Trump não citou nomes, mas a CNBC relata que a administração Trump tem discutido uma participação acionária especificamente com a OpenAI. Parte dessa participação poderia, segundo relatos, capitalizar um "Fundo de Riqueza Pública" que a própria OpenAI propôs — um fundo que, em teoria, distribuiria os lucros diretamente aos cidadãos. Porque que melhor maneira de democratizar a IA do que ter o governo detendo ações de uma empresa cujo CEO foi descrito tanto como um gênio quanto como uma crise de relações públicas ambulante?
De acordo com a Bloomberg, quando repórteres no Air Force One perguntaram a Trump sobre a ideia, ele respondeu que tem conversado com executivos de IA sobre "conceitos onde partes poderiam ser dadas ao público americano, onde o público americano essencialmente se torna parceiro das empresas". O que é visionário ou a maneira mais complicada de dizer "estamos comprando ações com seus impostos".
A Bloomberg também observa que o CEO Sam Altman vem discutindo a ideia de uma participação governamental em grandes empresas de IA desde o início de 2025. Altman, sempre o filantropo, claramente acredita que o governo deve ter um assento à mesa — ou pelo menos uma cadeira no canto com um selo de cartório.
Isso está alinhado com o interesse mais amplo de Trump na propriedade governamental de empresas com fins lucrativos, mais notavelmente quando o governo assumiu uma participação de 10% na problemática fabricante de chips Intel no ano passado. Porque nada diz "livre mercado" como o estado se tornar um acionista minoritário no seu negócio de semicondutores.
A ideia até encontrou apoio na esquerda, com o senador Bernie Sanders propondo um imposto único de 50% que empresas como OpenAI, Anthropic e xAI pagariam na forma de ações. Sanders argumentou que isso "daria ao público um papel direto na determinação do futuro desta tecnologia" e garantiria que "trilhões de dólares potencialmente gerados pela IA sejam usados para melhorar a vida de todos nós". O que é ou um movimento progressista ousado ou uma maneira muito cara de receber um cheque de dividendos de R$ 3,50.
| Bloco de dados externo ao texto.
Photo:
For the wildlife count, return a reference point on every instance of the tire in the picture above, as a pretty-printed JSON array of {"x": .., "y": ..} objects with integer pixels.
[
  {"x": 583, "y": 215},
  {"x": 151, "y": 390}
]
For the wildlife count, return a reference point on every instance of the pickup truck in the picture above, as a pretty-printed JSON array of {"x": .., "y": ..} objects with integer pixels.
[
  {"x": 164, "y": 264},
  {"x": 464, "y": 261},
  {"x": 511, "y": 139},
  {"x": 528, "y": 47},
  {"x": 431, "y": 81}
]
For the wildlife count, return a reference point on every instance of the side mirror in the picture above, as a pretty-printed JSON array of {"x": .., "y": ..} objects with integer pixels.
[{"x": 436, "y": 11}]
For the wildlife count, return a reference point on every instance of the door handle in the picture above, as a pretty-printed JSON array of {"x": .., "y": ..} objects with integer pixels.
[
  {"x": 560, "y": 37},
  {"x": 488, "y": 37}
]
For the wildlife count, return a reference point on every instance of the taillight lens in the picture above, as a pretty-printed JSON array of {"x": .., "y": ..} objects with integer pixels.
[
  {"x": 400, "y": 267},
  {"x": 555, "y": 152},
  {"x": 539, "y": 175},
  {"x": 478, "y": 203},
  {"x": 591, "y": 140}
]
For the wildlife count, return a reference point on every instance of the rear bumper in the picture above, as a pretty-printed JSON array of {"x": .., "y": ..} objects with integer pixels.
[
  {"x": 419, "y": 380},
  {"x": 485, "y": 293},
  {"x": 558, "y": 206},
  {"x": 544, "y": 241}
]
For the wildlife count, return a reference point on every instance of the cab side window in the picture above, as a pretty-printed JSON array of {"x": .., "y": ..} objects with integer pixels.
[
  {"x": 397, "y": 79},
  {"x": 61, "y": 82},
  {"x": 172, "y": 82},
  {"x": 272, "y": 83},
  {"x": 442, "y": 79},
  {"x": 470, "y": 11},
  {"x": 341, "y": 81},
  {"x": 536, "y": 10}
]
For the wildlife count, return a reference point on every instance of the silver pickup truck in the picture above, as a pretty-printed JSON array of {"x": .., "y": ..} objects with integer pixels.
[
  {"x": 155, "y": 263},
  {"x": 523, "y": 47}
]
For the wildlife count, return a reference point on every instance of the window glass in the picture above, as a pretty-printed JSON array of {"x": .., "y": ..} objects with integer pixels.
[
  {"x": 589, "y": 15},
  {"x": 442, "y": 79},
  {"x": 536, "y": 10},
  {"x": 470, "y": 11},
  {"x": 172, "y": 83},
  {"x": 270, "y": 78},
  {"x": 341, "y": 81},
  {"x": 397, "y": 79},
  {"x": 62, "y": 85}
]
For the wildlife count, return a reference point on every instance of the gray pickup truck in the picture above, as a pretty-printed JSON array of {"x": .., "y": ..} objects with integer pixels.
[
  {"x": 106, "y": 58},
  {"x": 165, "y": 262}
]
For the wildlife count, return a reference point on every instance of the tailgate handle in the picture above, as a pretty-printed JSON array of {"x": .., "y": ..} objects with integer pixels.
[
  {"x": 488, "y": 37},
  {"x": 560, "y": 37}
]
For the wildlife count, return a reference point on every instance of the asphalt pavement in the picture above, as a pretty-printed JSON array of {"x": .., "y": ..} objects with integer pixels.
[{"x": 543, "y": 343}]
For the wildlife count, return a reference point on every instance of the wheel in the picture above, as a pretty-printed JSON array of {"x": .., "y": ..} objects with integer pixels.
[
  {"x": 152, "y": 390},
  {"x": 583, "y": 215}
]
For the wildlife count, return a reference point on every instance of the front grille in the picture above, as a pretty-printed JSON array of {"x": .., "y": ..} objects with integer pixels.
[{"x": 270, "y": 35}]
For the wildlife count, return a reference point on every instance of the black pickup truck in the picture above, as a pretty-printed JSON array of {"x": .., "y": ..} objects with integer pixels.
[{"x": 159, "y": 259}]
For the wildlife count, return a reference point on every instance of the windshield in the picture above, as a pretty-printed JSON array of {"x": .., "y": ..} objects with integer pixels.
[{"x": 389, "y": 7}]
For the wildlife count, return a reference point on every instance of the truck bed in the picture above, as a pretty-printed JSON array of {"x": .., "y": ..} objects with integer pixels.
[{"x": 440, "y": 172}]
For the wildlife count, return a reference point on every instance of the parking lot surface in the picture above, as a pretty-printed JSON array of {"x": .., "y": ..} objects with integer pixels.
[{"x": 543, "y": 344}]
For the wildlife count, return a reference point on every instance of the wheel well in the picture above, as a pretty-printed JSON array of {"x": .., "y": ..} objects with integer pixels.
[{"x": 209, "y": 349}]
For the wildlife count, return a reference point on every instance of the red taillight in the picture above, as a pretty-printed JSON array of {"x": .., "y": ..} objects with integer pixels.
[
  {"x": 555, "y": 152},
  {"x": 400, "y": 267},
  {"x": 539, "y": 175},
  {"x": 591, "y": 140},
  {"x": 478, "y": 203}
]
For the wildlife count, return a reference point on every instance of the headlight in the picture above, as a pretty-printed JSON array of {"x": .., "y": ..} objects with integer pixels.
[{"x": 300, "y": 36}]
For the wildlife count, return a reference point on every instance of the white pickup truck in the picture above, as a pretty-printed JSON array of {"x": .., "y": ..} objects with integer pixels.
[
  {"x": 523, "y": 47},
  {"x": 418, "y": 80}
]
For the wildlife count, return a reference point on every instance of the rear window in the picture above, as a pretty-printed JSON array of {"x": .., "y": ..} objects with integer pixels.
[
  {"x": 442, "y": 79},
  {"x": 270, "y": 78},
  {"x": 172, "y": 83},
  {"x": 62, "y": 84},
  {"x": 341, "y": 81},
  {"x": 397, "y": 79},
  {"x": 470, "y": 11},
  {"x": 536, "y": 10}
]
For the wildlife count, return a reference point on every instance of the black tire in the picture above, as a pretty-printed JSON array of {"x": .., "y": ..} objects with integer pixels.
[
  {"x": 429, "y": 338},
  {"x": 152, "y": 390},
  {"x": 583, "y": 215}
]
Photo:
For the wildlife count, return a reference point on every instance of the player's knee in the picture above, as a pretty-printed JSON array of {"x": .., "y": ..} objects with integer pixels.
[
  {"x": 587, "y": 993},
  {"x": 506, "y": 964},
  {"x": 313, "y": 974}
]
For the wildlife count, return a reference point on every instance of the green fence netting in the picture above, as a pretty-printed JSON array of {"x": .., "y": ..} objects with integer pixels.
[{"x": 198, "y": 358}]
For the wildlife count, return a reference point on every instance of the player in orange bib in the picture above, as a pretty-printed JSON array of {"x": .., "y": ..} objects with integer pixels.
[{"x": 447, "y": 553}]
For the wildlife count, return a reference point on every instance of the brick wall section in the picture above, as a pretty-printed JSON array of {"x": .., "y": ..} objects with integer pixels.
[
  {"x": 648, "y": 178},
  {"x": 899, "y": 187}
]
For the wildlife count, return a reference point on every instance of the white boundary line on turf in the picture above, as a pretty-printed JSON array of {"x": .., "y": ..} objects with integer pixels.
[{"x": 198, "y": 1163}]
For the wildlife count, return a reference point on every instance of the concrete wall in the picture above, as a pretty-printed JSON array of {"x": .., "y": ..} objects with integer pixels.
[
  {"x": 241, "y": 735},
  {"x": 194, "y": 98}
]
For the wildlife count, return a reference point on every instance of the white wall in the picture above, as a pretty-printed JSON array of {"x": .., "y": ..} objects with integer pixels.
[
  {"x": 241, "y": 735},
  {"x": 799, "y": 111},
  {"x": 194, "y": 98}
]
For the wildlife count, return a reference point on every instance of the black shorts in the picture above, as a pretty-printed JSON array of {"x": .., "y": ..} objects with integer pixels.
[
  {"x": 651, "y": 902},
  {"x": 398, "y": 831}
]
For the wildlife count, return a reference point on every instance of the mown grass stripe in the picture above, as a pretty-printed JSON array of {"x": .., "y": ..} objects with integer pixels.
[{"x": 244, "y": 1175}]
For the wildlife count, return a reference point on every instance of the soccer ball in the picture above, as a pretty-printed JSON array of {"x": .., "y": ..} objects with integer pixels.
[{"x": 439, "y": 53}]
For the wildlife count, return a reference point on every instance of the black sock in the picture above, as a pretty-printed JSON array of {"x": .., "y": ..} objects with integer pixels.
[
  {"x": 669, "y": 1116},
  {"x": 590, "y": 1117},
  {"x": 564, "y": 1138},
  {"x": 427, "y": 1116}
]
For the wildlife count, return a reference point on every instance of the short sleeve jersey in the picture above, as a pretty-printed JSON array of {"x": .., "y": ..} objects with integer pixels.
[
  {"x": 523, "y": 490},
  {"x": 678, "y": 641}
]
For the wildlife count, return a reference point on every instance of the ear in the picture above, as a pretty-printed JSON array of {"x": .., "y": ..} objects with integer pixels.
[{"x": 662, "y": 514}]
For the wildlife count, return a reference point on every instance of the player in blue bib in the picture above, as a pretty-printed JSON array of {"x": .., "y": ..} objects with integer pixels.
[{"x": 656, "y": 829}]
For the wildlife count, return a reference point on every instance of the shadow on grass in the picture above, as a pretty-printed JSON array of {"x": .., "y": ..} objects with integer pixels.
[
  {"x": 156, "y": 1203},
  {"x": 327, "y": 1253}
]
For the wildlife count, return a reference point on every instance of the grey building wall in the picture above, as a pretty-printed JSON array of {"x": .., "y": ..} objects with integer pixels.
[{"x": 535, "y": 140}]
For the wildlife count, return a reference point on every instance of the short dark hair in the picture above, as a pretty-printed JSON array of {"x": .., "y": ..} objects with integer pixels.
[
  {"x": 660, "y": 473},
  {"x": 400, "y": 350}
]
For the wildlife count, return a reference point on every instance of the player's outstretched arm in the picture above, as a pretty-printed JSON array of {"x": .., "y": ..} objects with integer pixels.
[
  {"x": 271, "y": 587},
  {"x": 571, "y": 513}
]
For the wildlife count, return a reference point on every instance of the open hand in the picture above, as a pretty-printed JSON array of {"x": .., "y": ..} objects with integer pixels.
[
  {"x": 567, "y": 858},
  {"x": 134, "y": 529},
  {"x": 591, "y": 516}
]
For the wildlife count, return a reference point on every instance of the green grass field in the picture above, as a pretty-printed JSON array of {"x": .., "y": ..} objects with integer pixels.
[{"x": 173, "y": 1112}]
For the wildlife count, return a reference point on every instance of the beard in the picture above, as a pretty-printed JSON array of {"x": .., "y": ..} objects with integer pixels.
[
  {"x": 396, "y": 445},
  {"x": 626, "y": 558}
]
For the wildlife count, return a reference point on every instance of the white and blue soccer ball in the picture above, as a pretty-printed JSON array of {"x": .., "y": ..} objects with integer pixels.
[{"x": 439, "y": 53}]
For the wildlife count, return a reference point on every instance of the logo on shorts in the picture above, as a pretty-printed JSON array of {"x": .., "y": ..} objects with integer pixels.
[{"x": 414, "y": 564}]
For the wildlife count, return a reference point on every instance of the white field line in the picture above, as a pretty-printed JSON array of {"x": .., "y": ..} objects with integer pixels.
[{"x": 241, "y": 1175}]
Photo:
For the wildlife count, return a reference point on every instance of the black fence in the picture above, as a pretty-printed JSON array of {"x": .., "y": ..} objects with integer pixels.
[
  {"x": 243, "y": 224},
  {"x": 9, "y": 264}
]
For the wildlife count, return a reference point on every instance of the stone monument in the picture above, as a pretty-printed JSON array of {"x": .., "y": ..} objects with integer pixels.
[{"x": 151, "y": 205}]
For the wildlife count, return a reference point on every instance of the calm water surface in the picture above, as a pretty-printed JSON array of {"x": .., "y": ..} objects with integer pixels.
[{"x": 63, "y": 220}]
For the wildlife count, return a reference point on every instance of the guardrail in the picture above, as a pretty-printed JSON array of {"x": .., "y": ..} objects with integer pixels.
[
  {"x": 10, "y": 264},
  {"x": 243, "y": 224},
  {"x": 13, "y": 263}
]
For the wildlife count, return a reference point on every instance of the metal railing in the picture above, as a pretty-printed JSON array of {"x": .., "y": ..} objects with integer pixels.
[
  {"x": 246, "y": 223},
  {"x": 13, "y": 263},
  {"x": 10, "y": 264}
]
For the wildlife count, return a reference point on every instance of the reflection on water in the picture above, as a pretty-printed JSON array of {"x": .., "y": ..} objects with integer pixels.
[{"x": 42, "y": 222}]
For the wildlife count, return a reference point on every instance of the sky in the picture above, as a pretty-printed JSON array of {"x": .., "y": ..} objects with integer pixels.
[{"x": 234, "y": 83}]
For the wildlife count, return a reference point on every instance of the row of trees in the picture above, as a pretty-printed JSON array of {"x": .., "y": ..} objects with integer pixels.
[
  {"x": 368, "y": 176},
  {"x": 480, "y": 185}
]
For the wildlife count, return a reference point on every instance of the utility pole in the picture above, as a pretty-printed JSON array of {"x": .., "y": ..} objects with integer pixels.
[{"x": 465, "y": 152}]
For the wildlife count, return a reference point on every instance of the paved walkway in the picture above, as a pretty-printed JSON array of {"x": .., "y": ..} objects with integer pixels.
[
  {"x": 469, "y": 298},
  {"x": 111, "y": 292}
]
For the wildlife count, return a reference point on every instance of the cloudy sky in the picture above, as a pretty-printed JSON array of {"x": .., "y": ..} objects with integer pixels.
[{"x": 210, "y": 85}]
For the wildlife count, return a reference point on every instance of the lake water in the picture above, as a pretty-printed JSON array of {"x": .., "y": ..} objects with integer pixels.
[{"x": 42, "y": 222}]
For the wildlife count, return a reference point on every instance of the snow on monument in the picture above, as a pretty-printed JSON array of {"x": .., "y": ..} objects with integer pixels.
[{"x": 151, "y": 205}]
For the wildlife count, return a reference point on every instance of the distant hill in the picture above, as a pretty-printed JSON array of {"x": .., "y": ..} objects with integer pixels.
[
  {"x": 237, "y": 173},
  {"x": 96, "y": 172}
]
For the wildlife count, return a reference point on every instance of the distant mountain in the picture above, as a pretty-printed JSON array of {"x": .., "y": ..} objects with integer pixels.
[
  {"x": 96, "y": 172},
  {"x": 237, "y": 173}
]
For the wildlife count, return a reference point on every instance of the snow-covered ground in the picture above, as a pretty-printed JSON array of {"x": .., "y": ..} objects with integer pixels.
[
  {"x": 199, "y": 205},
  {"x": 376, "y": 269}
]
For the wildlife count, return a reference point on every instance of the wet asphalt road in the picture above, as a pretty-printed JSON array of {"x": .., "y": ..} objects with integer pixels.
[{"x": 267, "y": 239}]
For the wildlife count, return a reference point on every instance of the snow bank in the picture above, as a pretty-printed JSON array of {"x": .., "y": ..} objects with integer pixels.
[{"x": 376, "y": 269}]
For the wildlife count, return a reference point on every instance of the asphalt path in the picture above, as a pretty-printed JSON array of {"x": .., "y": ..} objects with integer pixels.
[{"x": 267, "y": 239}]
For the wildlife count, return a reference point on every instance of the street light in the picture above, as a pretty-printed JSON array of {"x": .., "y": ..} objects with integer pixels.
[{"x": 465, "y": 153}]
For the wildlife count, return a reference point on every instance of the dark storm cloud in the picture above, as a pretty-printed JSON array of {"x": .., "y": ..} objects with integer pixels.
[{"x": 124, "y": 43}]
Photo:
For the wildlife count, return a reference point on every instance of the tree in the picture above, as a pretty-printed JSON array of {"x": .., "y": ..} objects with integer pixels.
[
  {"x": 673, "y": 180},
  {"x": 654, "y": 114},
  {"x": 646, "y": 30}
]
David Sacks, ex-czar de IA e criptomoedas e atual copresidente do Conselho Presidencial de Consultores em Ciência e Tecnologia, postou que entende por que a ideia de Sanders ressoa "inclusive com muitos na direita", mas alertou que isso realmente "aceleraria a fusão corporativo-governamental para a qual já estamos deslizando". Porque nada diz "deslizando para a fusão" como uma participação governamental em uma empresa que pode precisar de um resgate.
Em outras partes das redes sociais, o ex-funcionário da Microsoft Dare Obasanjo sugeriu: "O terreno já está sendo preparado para um resgate governamental da OpenAI". O que é menos uma previsão e mais uma leitura do ambiente.